Published Online May 2015 in MECS

• A.    Centralized algorithm

A decision is made for the Network topology is examine based on the one selected node and locations of the other network nodes, hence the information regarding the global nodes are expensive due to required communication cost [2]. Similarly to form this topological approach, centralized algorithms require one/more nodes with additional resource capabilities to act as a centralized administrator, whereas sensor networks typically lack a centralized administration.

• B.    Distributed algorithm

A distributed algorithm is those which enable nodes to autonomously create and maintain energy- efficient links with reliability. There are two types mainly classified for this approach i.e. connectivity aware and capacity aware [2]. Connectivity aware topology control algorithms try to adjust the neighbor count to maintain connectivity and stability in the network and each node maintains its neighbour information. Capacity aware topology control take into account that the network nodes cause interference which impacts the communication of other nodes in domain. The signal transmitted by the adjacent nodes affects the signal to noise ratio and these ongoing communication increases the ratio with the number of communications therefore interference also increases. The rest of this paper is organized as follows: Section 2 explains about related work on topology control, section 3 describes proposed work, section 4 elaborate the experimental results on topology control for street light integration, and finally section 5 concludes.

• II.    Related Work

The contribution to minimize the energy requirement is previously done by so many researchers and still the work is continuing towards this direction. Specifically most of the work for the domain of WSN is done using topology control [15] and some of those works are discussed here.
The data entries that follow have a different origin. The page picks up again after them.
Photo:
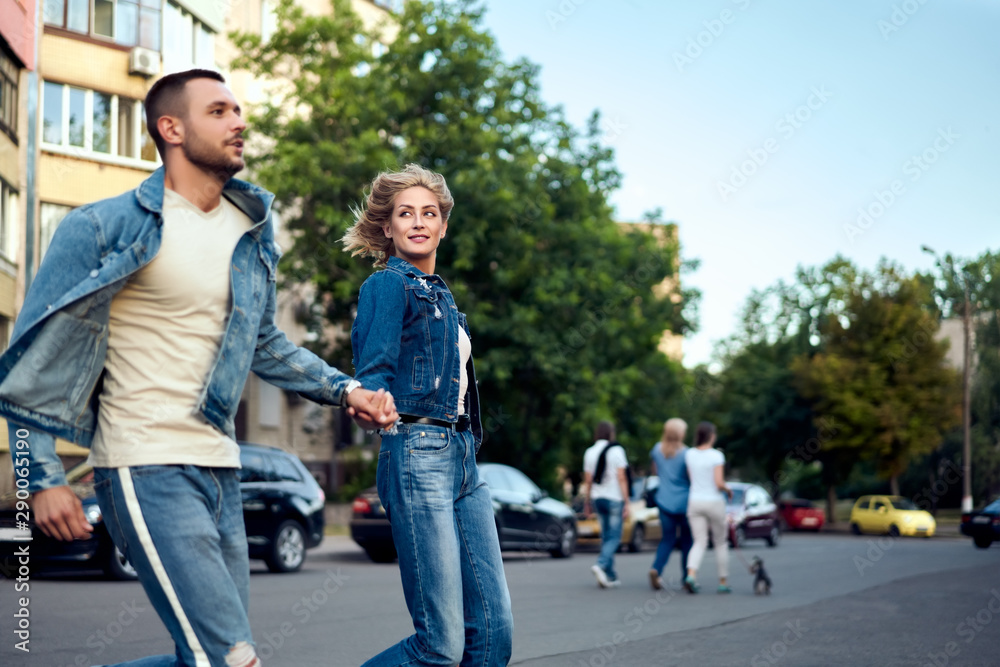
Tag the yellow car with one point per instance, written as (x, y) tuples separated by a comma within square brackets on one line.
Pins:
[(894, 515)]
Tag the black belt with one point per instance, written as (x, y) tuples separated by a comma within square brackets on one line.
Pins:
[(463, 423)]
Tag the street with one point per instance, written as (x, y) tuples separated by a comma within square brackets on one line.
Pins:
[(837, 600)]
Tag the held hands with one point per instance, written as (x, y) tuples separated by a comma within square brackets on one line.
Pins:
[(59, 514), (371, 409)]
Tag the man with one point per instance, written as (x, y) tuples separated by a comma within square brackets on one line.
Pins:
[(135, 339), (606, 488)]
Xiaoyu Chu and Harish Sethu [3] introduce (CTCA) algorithm that dynamically adapts to current energy levels at different node and introduces a game-theoretic to maximize the network lifetime. Similarly for the connectivity of nodes, concept of graph theory is not sufficient due to heterogeneous traffic in WSN and due to path- implementability ability of sensor nodes to relay traffic along a given direction field is good representation [4].
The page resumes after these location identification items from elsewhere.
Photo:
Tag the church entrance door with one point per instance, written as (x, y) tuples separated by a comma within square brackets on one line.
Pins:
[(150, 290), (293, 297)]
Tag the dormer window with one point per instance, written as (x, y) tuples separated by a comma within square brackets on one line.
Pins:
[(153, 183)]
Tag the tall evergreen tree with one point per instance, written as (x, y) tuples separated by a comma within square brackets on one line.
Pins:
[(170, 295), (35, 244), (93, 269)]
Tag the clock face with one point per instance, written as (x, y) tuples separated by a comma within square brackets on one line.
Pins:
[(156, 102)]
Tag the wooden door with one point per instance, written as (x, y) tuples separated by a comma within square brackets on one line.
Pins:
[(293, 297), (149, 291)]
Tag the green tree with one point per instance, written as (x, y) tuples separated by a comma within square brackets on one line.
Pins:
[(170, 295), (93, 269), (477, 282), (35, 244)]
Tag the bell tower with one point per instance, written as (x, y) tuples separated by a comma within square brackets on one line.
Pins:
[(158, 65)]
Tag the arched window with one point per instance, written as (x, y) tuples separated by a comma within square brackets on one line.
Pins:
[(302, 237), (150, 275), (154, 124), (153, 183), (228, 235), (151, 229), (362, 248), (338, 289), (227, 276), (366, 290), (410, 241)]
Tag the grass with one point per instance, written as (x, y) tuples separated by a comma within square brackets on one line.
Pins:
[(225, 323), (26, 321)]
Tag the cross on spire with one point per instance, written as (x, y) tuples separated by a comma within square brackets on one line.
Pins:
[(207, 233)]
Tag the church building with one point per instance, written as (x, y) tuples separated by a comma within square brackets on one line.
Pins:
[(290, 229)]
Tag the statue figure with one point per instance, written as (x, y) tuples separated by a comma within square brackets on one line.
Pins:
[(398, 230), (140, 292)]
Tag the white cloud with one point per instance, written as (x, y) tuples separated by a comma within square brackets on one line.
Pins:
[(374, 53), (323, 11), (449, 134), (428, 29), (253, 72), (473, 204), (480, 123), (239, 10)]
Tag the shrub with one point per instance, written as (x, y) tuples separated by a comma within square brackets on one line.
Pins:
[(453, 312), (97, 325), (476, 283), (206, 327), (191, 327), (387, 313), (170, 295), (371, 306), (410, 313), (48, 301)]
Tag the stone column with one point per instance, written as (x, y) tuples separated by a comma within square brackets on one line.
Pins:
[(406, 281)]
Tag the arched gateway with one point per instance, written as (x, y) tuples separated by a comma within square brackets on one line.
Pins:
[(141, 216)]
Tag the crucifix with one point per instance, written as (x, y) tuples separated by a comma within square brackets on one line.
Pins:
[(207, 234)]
Paolo Costa et al. [5] proposes a cooperative distributed approach which dynamically adjusts the transmission power of sensor nodes to match connectivity constraints and the optimization for this distributed topology control is gain by the mathematical programming. To extend the lifetime of wireless network and balance the nodes energy consumption, the technique propose by Ruozi Sun et al. [1] creates the MST, based on energy-aware weighted graph. The dynamic topology control (WDTC) algorithm and MST helps to adjust the network topology. Similarly Saeid Taghavi et al. [17] proposed, fully localized and distributed algorithm called CL Neigh for Topology Control, which exchange the few messages and maintained power level of the node at actual hardware level. The useful properties of this algorithm, is the network connectivity will be kept but not any guarantee to preserve worst-case connectivity.
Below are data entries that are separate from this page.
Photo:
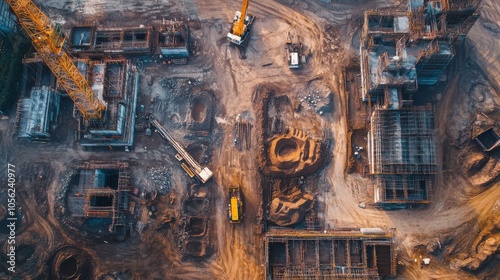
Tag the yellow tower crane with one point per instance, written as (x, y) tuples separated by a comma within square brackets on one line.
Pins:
[(48, 40)]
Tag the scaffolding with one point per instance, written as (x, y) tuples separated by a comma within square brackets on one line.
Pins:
[(406, 49), (402, 141), (101, 199), (403, 189), (345, 254)]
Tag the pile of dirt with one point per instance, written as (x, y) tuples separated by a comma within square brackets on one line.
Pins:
[(293, 154), (193, 237), (482, 169), (486, 245), (289, 207)]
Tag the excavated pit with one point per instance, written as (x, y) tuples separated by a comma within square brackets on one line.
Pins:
[(198, 109), (293, 153), (71, 263), (195, 248), (196, 226), (195, 205)]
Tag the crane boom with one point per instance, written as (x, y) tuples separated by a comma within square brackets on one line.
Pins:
[(48, 40), (239, 26)]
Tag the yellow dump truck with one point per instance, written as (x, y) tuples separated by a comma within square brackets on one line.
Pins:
[(235, 206)]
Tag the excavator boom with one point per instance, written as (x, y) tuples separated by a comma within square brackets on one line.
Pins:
[(48, 40), (239, 26)]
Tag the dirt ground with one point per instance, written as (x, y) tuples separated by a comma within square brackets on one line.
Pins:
[(456, 217)]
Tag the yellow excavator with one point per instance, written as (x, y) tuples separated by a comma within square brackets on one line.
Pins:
[(242, 24)]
Cluster head selection is important issue and SEP is the important contribution in the field of WSN for selecting the cluster head and hence Manju Bala et al. [18] proposed the Deterministic-SEP based algorithm which apply on the two cases of two-level and four cases of three-level heterogeneity. The reported performance is good and energy depletion slope per round is lower in comparison with SEP protocol. But the adaptation of dynamic topology control is also important consideration but this type of approach mainly leads to the computational and communicational complexity. Energy Balanced Topology Control (EBTC) prposed by the , Xiaoyu Chu et al. [6] is minimizes the complexity. Similarly Color Based Topology Control (CBTC) algorithm was introduced by the A. Khan et al. [7] for dense network which reduces the energy loss.

The heuristics approaches can be a important in terms of redundancy in connection of WSN because the traditional methods are not so efficient for optimization. A PSO based optimization [8] technique called as a non dominated discrete particle swarm optimization (NDPSO) has been designed. This approach provides the controllable communication and improves the overall lifetime of WSNs. The variance in the transmitting power decides the role of network whether it belongs to homogeneous or heterogeneous and such a work on heterogeneous environment is given by Nanxi Luo and Jie Bao [9], based on pass-loss.

For the formation of virtual backbone CDS-based topology control technique is used to allow communication between nodes. Topology control using localized protocols [10] constructed k-connected dominating set (k-CDS) as a virtual backbone of wireless networks. The extension of CDS proposed by Jie Wu at el. [11] is used an ad hoc network and 2 hops cooperative communication but it transmit independent copies of a packet, which create effects of fading. The suboptimised version called as A3 algorithm [12] applied in distributed environment which turn off some nodes by keeping full network connection. The performance of this approach is measures in terms of number of active nodes, message complexity, and energy efficiency.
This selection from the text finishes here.